One of the annual conferences that I always look forward to is Lucene/Solr Revolution. The reason is not only because of highly technical nature of the conference, but also you can get a glimpse of how future of search is evolving in the open and how Solr is being pushed to its limits to handle the big data use cases. The key themes that emerged out of the different tracks for me are inferring the user intent (what does the user intends to say on that search box rather than searching with just the keywords), analytics and different relevancy approaches.
Trey Grainger Talk — Leveraging Lucene/Solr as Knowledge Graph and Intent Engine
This is one of my favorite talk from the author of Solr in Action book hands down the best one and each slide has some key insights.

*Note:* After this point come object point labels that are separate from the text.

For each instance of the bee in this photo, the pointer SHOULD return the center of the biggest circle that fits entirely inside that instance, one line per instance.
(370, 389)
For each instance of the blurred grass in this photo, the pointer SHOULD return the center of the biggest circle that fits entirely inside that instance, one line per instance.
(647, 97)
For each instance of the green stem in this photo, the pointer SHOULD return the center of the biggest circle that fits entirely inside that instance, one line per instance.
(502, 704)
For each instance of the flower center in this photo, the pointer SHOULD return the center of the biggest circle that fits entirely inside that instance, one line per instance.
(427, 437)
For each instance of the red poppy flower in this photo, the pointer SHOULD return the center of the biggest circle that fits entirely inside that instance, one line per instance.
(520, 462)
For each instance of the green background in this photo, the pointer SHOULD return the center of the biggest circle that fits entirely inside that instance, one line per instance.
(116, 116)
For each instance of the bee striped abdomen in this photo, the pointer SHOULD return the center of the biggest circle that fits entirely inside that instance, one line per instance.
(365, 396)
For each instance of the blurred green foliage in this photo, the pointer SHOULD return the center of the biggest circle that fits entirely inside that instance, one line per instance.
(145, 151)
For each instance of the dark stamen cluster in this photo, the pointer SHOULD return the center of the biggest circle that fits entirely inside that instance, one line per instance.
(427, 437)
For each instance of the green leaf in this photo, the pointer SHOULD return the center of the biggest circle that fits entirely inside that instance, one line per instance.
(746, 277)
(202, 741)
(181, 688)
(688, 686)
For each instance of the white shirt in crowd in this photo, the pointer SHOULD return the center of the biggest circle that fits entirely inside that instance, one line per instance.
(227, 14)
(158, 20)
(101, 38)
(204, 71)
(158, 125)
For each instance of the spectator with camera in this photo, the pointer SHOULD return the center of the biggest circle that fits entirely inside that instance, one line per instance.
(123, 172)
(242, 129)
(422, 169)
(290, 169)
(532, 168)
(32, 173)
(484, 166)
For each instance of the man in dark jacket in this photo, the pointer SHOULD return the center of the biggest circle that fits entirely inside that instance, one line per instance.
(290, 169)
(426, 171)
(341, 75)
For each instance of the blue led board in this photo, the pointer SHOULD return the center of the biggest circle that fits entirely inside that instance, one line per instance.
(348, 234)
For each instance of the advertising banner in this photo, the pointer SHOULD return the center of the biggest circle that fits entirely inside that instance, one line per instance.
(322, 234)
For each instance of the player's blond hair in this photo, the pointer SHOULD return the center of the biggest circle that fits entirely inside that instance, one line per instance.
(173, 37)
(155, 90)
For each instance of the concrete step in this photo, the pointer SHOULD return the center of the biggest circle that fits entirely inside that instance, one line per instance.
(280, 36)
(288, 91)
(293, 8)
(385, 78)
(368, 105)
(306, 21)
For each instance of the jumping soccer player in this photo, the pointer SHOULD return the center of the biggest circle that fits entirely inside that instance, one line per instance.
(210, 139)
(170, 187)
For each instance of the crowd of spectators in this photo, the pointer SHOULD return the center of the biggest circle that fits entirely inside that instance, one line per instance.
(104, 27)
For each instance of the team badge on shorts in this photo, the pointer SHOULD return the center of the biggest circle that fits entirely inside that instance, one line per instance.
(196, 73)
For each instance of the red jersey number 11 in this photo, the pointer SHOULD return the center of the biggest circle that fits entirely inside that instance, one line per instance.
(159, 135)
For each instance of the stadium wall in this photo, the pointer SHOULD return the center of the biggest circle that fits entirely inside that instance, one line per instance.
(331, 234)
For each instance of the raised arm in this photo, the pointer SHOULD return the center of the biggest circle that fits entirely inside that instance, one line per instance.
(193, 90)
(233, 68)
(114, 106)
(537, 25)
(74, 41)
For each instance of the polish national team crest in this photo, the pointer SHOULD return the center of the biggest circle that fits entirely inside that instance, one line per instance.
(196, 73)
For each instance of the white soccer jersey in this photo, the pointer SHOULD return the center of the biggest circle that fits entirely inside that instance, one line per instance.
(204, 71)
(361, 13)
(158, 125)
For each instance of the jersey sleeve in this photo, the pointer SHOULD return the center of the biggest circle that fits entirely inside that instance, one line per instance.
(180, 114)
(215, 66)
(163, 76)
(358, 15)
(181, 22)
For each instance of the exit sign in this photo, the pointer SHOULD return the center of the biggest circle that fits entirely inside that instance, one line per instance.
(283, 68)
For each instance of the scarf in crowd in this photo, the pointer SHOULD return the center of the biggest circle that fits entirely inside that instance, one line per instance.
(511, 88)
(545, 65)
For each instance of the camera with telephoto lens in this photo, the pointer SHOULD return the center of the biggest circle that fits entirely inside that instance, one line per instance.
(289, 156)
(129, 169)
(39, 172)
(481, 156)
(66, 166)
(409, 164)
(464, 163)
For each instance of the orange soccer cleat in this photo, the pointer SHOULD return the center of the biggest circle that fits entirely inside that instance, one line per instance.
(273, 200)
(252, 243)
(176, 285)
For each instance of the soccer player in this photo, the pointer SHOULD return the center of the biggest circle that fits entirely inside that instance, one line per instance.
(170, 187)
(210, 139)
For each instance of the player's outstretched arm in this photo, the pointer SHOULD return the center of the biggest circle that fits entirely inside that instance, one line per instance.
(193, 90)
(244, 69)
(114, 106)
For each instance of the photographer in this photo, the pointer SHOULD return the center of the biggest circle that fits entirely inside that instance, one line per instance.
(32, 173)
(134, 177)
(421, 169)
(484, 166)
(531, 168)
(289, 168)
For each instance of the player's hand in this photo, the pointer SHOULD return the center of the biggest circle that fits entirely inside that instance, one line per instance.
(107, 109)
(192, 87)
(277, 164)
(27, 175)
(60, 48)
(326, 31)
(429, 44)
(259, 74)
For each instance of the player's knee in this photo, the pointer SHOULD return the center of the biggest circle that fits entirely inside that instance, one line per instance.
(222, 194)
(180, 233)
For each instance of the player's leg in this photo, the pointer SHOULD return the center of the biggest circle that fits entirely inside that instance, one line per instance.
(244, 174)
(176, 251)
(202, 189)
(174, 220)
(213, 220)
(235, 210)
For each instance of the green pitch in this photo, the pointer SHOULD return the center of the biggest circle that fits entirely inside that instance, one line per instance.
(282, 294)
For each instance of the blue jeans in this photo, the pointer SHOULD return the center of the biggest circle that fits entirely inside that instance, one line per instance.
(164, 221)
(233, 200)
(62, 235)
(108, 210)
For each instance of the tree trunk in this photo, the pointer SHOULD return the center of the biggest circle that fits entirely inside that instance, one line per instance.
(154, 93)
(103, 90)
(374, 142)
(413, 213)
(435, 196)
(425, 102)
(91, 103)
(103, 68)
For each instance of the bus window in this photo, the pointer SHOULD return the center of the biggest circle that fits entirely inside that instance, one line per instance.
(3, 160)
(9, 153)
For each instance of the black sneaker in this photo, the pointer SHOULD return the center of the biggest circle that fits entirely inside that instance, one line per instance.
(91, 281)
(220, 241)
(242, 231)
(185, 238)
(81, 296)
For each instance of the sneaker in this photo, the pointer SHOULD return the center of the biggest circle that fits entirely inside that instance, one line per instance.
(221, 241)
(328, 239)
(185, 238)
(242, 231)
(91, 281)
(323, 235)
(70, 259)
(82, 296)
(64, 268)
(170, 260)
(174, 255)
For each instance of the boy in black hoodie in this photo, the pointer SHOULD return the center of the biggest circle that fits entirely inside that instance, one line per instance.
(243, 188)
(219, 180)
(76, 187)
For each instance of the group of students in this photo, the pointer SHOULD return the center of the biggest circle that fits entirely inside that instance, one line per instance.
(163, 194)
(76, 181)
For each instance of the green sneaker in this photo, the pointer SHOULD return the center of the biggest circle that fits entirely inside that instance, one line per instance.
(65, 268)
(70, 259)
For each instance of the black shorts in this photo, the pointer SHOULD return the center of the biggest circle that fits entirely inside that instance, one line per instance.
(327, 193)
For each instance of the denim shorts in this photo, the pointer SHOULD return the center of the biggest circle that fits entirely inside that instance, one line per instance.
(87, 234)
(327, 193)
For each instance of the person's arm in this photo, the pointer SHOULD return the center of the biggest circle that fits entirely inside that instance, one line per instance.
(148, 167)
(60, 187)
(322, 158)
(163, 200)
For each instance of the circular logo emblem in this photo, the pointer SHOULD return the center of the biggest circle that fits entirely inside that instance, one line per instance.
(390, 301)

The main idea is how CareerBuilder has built an intent engine & knowledge graph using solr index & query logs alone. Based on the graph how one can semantically determine the user intent with additional techniques.
- user really want to search on “things” and rather than the strings.
Intent Engine & Knowledge Graph
- We can generate a domain-specific phrases by mining the query logs for commonly searched phrases
- identifying the entities on incoming query using SolrTextTagger (Lucene FST)
- enriching the query with related concepts based on semantics
For people who wants to delve deeper into the semantic search & query augmentation definitely check out Trey Grainger previous talks
Learning to Rank(Machine Learned Ranking) in Solr — Bloomberg
This is an extension of Trey Grainger’s talk and my first introduction to learning to rank (LTR) systems. In IR systems once you have obtained the x documents that matches the user query how can you rerank them using intelligent machine learning models. Bloomberg team has integrated a reranking component into Solr so that others can build their own LTR and have automatic relevancy tuning using the models.
Solr Troubleshooting- Tree map
Alexandre one of the maintener of solr-start.com site(very useful to learn about the UpdateProcessor components & Analyzers) gave a talk on trouble shooting solr. He talked about a tree-map approach which is adapted from RootCauseAnalysis to isolate/debug the issues that we face in Solr. We can use the approaches that he described to have a mental model & narrow down the area where it happens instead of saying query X does not return document Y.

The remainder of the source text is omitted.